# Yamaha 50 2 stroke running issue



## Palmbeach757

I have a 2005 yamaha 50 2 stroke, I have been through these carbs as they were filthy and cleaned them as I have a thousand other carbs and successful. These had rubber plugs(cabs) over the jet in the bottom. I didnt put them back in thinking I may get a little more umph out of this thing and it runs great until you try to get her up on plane. Then she misses something terrible and wont accelerate to full rpm's. Does great in neuteral but under a load she is a dog. My question is.... I'm not familiar with needing these caps and what are they for and is that my reason for the chitty running. I took off the spark arrestor and it seemed like it was getting a little more air and running a little better but no cigar. Can I adjust fuel/air mixture screw to offsetmaybemorefuel by removing the plugs. I'm really trying to keep from removing these carbs again wifi can help it. Thanks I advanced further help


----------



## Palmbeach757

I have a 2005 yamaha 50 2 stroke, I have been through these carbs as they were filthy and cleaned them as I have a thousand other carbs and successful. These had rubber plugs(cabs) over the jet in the bottom. I didnt put them back in thinking I may get a little more umph out of this thing and it runs great until you try to get her up on plane. Then she misses something terrible and wont accelerate to full rpm's. Does great in neuteral but under a load she is a dog. My question is.... I'm not familiar with needing these caps and what are they for and is that my reason for the chitty running. I took off the spark arrestor and it seemed like it was getting a little more air and running a little better but no cigar. Can I adjust fuel/air mixture screw to offsetmaybemorefuel by removing the plugs. I'm really trying to keep from removing these carbs again wifi can help it. Thanks I advanced further help


----------



## backcast

Following


----------



## backcast

I have 2009 yamaha 50 2 stroke. Contemplating doing carbs myself. I looked at YouTube and seems like only 2 main jets.
Joe


----------



## DuckNut

Sounds like your high speed jets are still clogged.
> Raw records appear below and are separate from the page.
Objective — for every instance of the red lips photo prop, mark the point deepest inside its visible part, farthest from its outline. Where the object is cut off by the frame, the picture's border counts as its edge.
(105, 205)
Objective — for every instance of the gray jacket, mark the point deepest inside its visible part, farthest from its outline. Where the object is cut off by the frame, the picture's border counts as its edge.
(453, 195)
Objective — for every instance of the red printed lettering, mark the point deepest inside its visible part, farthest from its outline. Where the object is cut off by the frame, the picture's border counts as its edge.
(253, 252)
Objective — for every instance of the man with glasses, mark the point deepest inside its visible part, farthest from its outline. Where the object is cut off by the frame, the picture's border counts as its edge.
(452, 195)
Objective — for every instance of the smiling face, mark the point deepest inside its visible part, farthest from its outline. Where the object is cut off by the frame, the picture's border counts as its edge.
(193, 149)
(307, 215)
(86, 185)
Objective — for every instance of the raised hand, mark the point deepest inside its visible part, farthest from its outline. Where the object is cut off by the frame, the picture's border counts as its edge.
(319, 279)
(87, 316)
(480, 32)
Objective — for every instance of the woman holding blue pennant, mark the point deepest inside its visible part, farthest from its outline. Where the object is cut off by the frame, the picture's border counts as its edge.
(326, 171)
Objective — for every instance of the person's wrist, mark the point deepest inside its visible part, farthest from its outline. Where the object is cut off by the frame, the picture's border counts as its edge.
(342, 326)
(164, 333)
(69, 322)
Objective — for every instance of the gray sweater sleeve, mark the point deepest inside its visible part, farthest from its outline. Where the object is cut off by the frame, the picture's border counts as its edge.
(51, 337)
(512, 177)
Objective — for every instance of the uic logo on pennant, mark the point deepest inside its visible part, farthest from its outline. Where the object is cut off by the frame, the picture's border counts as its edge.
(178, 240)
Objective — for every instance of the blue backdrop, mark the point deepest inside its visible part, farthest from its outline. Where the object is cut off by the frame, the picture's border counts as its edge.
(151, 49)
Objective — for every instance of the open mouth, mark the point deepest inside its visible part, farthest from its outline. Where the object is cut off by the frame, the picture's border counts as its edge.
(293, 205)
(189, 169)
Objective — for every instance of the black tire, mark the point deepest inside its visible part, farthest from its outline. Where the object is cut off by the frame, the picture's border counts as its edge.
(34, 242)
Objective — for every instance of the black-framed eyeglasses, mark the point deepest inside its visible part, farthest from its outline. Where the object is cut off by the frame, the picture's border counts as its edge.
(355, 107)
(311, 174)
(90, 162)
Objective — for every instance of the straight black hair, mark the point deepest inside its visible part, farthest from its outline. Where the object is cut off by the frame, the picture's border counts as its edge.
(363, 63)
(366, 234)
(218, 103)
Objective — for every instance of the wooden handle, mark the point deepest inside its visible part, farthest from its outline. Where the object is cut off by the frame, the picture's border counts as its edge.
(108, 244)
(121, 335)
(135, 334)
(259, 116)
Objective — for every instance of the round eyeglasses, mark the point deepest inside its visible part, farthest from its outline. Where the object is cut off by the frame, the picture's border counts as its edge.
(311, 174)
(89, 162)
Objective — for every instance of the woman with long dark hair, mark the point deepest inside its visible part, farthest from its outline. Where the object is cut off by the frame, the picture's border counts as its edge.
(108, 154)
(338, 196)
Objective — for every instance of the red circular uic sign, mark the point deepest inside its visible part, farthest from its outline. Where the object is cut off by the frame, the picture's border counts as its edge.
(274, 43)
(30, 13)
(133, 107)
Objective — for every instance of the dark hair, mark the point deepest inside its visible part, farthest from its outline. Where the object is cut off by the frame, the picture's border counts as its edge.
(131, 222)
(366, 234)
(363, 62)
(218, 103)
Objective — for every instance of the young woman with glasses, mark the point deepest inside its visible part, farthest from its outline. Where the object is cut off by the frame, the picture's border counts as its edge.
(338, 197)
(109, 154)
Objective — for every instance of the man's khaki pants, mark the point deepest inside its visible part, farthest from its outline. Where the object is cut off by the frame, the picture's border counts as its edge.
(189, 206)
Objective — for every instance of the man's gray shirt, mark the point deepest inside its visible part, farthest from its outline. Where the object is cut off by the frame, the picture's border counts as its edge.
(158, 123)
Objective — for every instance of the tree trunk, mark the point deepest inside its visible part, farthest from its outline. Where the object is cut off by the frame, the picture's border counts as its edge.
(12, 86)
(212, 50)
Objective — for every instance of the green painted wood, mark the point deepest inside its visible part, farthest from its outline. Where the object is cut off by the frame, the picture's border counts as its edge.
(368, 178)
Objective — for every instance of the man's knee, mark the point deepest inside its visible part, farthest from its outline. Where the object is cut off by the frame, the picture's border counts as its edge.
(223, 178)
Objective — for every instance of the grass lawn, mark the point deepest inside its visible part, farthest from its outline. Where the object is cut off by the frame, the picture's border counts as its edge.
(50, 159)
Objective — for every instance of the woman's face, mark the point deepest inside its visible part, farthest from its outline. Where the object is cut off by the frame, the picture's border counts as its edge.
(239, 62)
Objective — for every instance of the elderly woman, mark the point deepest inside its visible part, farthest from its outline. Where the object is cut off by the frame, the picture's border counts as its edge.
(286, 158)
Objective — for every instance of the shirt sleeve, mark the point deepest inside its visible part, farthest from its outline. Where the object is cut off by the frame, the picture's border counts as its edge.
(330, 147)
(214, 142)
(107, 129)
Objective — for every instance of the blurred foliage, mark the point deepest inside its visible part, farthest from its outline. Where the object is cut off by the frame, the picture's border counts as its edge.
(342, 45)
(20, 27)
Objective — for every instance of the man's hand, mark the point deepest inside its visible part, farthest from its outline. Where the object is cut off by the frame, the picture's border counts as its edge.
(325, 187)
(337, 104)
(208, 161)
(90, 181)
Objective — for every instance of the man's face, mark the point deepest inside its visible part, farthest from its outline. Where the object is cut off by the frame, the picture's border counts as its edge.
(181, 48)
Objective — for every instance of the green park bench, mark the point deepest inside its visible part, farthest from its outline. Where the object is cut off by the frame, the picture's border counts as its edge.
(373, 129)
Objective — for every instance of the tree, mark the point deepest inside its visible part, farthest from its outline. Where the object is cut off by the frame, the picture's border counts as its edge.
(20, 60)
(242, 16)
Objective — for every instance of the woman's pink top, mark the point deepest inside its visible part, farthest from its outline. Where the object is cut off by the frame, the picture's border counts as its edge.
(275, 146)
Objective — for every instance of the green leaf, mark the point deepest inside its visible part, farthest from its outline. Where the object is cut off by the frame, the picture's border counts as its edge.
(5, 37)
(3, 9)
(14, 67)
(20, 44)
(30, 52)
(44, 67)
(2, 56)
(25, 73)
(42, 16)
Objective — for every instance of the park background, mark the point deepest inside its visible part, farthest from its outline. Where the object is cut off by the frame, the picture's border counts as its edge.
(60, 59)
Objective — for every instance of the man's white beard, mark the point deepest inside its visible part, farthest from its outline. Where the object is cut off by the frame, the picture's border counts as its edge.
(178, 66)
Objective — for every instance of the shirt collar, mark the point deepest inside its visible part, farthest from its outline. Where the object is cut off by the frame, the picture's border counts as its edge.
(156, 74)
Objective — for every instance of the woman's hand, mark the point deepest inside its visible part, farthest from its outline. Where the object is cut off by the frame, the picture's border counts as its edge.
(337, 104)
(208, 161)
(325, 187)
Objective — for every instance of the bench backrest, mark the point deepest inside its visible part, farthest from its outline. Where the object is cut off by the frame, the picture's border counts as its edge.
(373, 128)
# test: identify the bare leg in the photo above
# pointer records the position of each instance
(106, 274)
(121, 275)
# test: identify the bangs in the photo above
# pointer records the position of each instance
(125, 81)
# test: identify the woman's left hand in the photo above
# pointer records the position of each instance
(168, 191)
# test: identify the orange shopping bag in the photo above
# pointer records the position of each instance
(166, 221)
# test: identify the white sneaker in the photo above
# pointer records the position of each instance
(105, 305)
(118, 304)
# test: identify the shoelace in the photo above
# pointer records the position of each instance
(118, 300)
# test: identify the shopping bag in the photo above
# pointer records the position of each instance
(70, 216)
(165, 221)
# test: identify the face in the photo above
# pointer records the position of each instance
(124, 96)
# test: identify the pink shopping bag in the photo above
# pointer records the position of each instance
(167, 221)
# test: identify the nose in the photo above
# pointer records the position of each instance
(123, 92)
Try an ultra sonic cleaner.


----------



## Palmbeach757

DuckNut said:


> Sounds like your high speed jets are still clogged.
> 
> Try an ultra sonic cleaner.


So are the rubber caps important in The carb


----------



## DuckNut

Palmbeach757 said:


> So are the rubber caps important in The carb


I have no idea.

@Cut Runner is a certified Yamaha dude. He could help you out.

A motor that is not under load won't need the secondary jets to work properly to get the rpm's up. But when under load they are a must.

No clue what the caps are for. Were they covering or plugging an orifice?


----------



## NativeBone

I beleive @Palmbeach757 is describing is the rubber cap that is installed over the pilot jet.


----------



## Palmbeach757

NativeBone said:


> I beleive @Palmbeach757 is describing is the rubber cap that is installed over the pilot jet.
> 
> View attachment 135454


Correct


----------



## NativeBone

https://forums.iboats.com/forum/eng...ki-outboards/362257-rubber-plug-over-carb-jet


----------



## Palmbeach757

NativeBone said:


> https://forums.iboats.com/forum/eng...ki-outboards/362257-rubber-plug-over-carb-jet


That kind of confirms my theory on that


----------



## JC Designs

The plugs are needed. There are 3 circuits in those carbs and without the plugs you are bypassing the intermediate circuit basically flooding the engine before it can build any power or rpms. @DuckNut, guess who else is a certified Yami tech?


----------



## DuckNut

@Palmbeach757 

I say put the plugs back in. hehe


----------



## Palmbeach757

JC Designs said:


> The plugs are needed. There are 3 circuits in those carbs and without the plugs you are bypassing the intermediate circuit basically flooding the engine before it can build any power or rpms. @DuckNut, guess who else is a certified Yami tech?


That sounds like exactly what it is doing, dumping too much fuel and not enough air to compensate. Thanks,.I guess I will order these plugs


----------



## JC Designs

Palmbeach757 said:


> That sounds like exactly what it is doing, dumping too much fuel and not enough air to compensate. Thanks,.I guess I will order these plugs


You are welcome.


----------